Some people tell me this is what's called a memoir, but I've always had the idea in my head that a memoir covers much more ground in the whole lapsed-time sense of the thing so I'll call this something else; it's a picture.  A snapshot.  It's a portrait; a self-portrait of who I was at that age; of what I believed in, what I loved, and how a wide loop of western Europe in the summer of 2010 brought a foggy future some clarity (not a lot, mind you; just a little bit more).  It's part travel guide, part vice analysis, part free-flowing thought as my friends and I stayed with strangers in London, Amsterdam, Copenhagen, Berlin, Prague, Zurich, Rome, Barcelona, and Paris, sometimes just trying to keep food in our bellies.  Like anyone traveling there's always thought towards home, to where the heart nests, and at the time my heart rested in Santa Cruz, and everything I remembered was with fondness.  All the crazy times, all the benchmarks, all the things we talked about with the people we met in the Old World.  It's a sort of back-and-forth format; the present being Europe, the past being that last year at university.  Occasionally, it jumps between the two with each new chapter.

Me, I'm not wholly unlike any other 24-year-old out there.  I like to think I strike my own chord though.  First off, I'm left handed, and if you ask my father he'd tell you it was his doing (as soon as I learned how to grab with my fingers, he only put things in my left hand and played with it constantly or so he says).  When I was young my father liked to keep me busy.  I played basketball at the Y, I played soccer with AYSO, and I went to one kindergarten in the morning, and then another in the afternoon, and just for the hell of it I was enrolled some after-school math and reading school right through to high school.  We didn't have cable, just the antenna networks, so in elementary school I'd mostly just watch old movies and read books.  I loved the classics, and not the abridged big-fonted Illustrated Classics, but the real ones.  Big words and complex grammar fascinated me until it turned into homework.  Then, of course, I despised it, but school came easy.  It was a breeze, the whole sixteen years of it, but I never wrote for fun (except a few poems I wrote for a girl I liked in third grade).  Then in the spring of my senior year at UC Santa Cruz I met a crazy free-spirit of a girl who just happened to be the most beautiful thing I'd ever laid down next to.  She had soft skin and a pretty button nose, and she liked to take pictures and make drawings with charcoal, and for some reason that led me to buy a leather-bound notebook that caught my eye on a bookstore sale rack.  On the first page I wrote her sweet nothings and tore it out and gave it to her, and I've been writing with a sort of hair-pulling manic-depression ever since.  Two and a half years later I self-published this book, and the most pressing thing I feel now is the weight of more books I need to write on the horizon.

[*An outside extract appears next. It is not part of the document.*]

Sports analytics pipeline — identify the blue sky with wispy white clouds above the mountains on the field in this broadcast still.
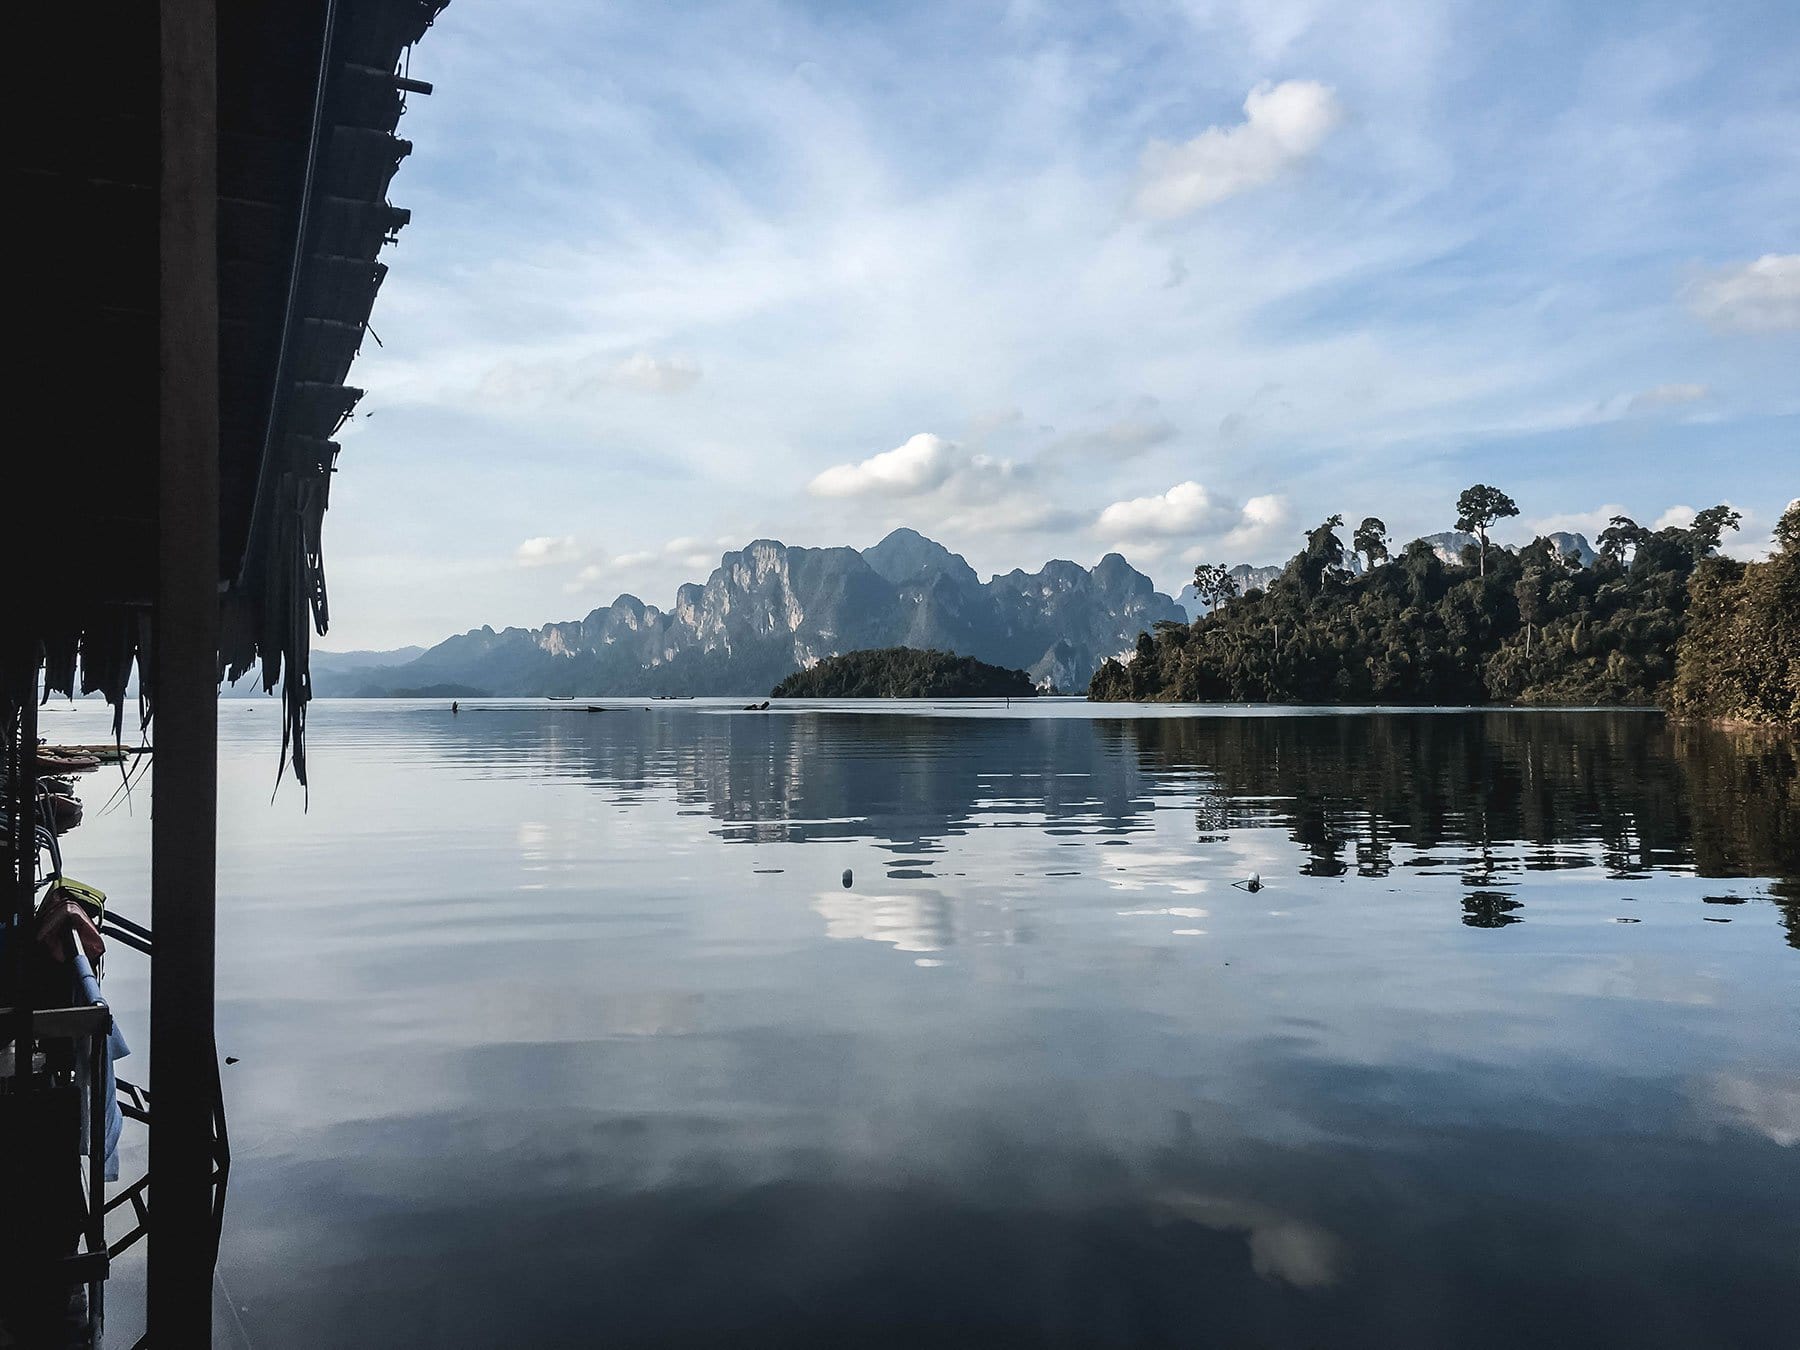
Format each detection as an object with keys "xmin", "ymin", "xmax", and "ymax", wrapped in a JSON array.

If you're still reading this, I thank you sincerely for your consideration and the time this took out of a no doubt busy day.  I've attached an early galleys pdf that included a table of contents for you to peruse at your pleasure.  And if you like, I'd be more than happy to mail you a copy of the finished work (the publishing house gave me a bunch of e-books on plastic cards, and I've got a few hard copies left that I haven't sold yet.